Scarcely had the last word died to silence when a blinding flash of lightning rent the gloom followed by a tremendous crash of thunder that shook the great edifice to its foundation. The bronze portals opened as of their own accord and a terrific gust of wind extinguished every light in the thousand-jetted candelabrum. Impenetrable darkness reigned – thick, suffocating darkness, as the thunder rolled away in grand, sullen echoes.

There was a momentary lull, then, piercing the profound gloom, came the cries and shrieks of frightened women, the horrible, selfish scrambling, struggling and pushing of a bewildered multitude. A veritable frenzy of fear seemed to possess every one. Groans and sobs, entreaties and curses from those, who, intent on saving themselves, were brutally trying to force a passage to the door, the heart-rending, frantic appeals of the women – all these sounds increased the horror of the situation, and Tristan, blind, giddy and confused, listened to the uproar about him with somewhat of the affrighted, panic-stricken compassion that a stranger in hell might feel, while hearkening to the ceaseless plaints of the self-tortured damned.

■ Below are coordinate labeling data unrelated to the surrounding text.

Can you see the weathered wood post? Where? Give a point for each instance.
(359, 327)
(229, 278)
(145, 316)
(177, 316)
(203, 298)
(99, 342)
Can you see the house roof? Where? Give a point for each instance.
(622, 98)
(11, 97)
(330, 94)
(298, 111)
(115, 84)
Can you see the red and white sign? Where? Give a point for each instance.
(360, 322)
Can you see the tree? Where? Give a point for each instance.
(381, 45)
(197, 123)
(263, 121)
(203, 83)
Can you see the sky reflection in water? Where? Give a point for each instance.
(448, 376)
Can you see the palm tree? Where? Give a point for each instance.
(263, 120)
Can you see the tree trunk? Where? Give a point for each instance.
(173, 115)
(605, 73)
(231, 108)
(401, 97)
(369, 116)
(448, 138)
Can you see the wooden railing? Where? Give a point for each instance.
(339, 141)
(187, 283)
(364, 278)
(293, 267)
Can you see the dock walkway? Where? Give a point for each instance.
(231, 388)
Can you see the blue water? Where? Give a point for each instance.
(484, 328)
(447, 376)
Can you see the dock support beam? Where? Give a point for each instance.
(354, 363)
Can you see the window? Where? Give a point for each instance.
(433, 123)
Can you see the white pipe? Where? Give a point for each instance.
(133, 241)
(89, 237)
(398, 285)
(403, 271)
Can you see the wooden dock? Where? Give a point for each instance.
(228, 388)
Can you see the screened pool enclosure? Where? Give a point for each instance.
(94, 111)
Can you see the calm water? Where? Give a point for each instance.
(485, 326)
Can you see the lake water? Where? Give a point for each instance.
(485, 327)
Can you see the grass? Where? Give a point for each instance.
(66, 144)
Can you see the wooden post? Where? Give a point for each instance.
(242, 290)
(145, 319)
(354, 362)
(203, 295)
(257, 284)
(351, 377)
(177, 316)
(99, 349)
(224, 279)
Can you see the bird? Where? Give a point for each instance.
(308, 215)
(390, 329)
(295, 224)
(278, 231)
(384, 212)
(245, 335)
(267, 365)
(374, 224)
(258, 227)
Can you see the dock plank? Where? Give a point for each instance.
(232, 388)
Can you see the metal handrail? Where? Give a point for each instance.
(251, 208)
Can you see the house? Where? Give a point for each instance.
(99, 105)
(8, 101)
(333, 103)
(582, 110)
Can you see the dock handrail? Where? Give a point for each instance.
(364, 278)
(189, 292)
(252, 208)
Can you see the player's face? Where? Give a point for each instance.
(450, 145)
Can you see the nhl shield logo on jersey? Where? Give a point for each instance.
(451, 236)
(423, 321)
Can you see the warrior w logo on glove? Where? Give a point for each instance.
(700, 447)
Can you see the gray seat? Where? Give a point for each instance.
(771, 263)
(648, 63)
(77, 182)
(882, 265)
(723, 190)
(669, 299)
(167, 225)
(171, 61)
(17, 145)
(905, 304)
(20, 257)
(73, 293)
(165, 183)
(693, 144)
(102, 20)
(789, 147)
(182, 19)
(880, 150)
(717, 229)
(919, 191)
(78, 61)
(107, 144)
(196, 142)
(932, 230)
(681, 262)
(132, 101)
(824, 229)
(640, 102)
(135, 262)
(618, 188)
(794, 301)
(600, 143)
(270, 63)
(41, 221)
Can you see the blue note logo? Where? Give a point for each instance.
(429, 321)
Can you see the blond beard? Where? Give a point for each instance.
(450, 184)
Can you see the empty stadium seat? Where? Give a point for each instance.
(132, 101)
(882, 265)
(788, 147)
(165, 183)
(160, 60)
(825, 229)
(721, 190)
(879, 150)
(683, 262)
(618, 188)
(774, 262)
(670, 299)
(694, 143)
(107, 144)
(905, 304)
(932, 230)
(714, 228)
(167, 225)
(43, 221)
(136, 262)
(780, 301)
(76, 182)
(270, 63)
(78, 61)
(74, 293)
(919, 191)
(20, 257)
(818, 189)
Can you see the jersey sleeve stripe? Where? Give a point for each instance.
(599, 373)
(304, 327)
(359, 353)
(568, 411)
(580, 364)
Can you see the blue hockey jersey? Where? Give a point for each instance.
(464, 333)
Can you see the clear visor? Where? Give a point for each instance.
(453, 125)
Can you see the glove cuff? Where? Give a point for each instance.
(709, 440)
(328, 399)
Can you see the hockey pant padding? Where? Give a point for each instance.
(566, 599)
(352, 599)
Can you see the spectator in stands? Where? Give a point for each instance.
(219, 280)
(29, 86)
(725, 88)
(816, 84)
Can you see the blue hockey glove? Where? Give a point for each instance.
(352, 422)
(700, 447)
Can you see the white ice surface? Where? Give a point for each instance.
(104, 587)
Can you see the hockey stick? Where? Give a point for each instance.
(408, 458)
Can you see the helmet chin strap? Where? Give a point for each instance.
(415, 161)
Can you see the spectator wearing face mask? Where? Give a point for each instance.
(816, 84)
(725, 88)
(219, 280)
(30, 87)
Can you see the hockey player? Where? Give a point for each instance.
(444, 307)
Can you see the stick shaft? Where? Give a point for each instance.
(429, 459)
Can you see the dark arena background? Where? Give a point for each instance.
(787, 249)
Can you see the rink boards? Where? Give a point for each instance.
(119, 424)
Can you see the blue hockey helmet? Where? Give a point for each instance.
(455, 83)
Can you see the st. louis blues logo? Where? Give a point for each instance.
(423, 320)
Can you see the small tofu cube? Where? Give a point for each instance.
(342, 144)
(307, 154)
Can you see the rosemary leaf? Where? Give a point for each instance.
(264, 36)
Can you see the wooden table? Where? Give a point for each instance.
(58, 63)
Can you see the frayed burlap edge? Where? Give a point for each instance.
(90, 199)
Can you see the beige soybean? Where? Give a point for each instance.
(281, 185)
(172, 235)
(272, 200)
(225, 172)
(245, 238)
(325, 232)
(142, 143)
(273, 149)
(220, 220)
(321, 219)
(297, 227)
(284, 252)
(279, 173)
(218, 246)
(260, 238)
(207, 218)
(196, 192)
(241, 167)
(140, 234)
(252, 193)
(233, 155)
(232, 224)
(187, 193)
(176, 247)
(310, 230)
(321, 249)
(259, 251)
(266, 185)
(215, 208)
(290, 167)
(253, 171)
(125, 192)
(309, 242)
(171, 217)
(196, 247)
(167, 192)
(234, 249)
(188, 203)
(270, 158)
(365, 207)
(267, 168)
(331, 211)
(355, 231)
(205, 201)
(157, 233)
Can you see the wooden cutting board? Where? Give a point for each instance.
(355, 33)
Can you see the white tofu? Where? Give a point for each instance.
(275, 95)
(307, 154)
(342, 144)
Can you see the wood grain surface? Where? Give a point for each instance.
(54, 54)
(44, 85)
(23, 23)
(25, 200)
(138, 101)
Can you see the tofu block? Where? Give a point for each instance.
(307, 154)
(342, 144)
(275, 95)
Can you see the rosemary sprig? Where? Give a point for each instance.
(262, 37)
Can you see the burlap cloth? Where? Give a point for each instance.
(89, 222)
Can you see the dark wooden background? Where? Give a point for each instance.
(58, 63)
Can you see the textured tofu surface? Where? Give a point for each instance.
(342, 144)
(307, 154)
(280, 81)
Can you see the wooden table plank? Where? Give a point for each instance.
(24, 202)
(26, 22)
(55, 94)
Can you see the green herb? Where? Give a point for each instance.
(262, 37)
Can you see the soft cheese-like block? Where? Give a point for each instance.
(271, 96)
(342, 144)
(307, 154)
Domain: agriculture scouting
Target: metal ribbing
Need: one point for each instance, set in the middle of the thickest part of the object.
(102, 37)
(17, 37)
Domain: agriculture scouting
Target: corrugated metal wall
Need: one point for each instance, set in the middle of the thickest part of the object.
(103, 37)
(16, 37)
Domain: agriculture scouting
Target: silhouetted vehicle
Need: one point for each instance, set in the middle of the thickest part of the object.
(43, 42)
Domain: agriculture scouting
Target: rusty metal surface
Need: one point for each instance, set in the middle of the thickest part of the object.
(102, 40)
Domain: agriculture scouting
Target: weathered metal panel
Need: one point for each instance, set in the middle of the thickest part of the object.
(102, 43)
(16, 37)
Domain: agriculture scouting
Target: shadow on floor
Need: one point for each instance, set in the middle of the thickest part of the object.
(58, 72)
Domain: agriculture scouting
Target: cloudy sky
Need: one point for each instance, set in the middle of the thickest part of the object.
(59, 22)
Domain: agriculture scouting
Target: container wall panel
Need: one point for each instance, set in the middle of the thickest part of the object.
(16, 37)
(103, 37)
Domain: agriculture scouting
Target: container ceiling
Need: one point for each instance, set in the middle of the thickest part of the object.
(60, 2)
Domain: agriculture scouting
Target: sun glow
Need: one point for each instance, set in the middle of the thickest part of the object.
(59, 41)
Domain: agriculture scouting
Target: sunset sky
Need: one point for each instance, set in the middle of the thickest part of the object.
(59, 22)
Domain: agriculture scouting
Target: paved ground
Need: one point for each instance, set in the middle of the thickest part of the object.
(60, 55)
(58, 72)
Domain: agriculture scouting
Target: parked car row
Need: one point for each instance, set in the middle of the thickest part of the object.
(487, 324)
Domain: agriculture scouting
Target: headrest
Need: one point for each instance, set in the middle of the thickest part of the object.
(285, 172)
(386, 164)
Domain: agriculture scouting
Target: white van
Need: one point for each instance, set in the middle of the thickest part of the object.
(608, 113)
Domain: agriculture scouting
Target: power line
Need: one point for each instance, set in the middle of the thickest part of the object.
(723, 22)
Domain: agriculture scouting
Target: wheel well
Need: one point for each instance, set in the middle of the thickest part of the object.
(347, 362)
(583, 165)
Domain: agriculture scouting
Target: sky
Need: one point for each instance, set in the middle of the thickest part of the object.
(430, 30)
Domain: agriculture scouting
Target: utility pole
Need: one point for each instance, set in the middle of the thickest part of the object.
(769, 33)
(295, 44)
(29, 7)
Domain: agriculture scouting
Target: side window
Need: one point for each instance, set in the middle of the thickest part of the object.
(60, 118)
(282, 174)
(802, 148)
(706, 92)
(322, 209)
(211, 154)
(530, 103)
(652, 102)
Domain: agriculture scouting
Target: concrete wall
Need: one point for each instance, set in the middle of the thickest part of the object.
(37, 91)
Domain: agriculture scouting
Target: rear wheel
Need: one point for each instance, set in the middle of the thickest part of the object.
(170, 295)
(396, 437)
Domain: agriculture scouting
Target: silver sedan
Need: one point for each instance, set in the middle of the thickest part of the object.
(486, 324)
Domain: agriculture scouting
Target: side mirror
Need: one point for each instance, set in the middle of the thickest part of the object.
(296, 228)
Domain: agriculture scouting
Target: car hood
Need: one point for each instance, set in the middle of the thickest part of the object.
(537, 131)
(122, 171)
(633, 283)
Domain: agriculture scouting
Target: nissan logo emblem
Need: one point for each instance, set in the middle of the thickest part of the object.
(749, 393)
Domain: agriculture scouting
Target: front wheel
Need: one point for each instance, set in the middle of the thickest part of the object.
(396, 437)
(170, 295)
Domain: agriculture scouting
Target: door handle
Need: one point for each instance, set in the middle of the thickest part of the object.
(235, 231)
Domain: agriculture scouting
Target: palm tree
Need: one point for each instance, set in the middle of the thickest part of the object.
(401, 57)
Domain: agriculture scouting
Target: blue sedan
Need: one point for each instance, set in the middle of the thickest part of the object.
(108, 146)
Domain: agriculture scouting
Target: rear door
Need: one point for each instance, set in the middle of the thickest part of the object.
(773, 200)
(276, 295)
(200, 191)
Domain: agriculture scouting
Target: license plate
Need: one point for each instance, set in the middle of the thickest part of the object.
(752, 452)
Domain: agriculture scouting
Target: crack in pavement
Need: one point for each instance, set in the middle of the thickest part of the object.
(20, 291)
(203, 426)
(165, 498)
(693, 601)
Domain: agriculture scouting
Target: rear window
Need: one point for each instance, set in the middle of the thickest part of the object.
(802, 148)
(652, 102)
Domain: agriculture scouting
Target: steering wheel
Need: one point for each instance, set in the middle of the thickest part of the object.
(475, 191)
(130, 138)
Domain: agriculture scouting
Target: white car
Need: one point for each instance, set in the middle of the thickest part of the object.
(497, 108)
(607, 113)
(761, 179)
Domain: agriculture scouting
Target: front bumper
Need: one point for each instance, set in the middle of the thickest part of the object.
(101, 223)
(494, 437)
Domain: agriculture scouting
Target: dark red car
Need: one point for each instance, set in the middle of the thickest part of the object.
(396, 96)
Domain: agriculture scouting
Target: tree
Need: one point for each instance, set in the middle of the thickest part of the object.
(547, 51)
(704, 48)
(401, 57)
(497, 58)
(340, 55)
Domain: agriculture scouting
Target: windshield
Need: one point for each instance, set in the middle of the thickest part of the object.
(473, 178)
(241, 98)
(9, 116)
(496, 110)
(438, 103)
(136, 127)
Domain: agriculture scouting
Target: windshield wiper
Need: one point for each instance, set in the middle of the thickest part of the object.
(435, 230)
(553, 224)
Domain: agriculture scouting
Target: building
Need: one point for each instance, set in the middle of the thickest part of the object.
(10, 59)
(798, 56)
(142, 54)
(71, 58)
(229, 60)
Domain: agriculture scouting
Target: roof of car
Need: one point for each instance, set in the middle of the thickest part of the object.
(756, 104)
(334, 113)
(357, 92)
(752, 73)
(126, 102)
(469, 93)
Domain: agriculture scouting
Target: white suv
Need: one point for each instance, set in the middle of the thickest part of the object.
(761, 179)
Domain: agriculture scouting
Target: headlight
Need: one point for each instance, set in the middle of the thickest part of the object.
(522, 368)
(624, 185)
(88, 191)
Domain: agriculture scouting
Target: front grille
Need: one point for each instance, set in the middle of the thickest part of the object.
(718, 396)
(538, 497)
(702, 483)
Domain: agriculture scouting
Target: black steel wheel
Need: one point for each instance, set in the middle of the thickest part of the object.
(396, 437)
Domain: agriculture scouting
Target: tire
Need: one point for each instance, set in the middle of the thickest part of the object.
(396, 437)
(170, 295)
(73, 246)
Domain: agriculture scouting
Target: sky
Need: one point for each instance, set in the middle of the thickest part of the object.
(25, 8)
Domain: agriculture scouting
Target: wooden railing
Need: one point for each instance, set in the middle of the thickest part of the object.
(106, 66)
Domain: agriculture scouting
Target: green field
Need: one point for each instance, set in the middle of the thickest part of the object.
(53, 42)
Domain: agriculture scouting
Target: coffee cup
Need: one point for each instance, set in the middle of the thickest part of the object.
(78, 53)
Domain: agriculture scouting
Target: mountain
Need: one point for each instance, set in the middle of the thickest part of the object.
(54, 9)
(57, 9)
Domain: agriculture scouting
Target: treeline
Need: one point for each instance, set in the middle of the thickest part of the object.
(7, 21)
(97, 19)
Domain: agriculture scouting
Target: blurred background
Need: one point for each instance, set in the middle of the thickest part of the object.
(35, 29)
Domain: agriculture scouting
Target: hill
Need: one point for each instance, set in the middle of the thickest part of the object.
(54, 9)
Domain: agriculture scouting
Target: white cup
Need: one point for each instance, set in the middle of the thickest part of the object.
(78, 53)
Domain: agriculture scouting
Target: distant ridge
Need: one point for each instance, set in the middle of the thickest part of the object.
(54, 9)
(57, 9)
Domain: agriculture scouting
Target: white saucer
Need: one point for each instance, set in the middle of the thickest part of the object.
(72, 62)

Lost in a dim stupefaction of wonderment, Tristan remained where he stood, while the crowds rushed from the Basilica. As he was about to follow in their wake, his gaze was attracted towards the chapel of the Grand Penitentiary, from which came a number of masked personages while he, to whose keeping were confided crimes of a magnitude that seemed beyond the extensive powers of absolution, was barely visible under the cowl, which was drawn deeply over his forehead.

The thought occurred to Tristan to seek the ear of the Confessor, in as much as the Pontiff to whom he had hoped to lay bare his heart could not grant him an audience.

The lateness of the hour and the uncertainty of the fate of the Monk of Cluny prevented him from following the prompting of the moment and, staggering rather than walking, Tristan made for the portals of St. Peter's and walked unseeing into the gathering dusk.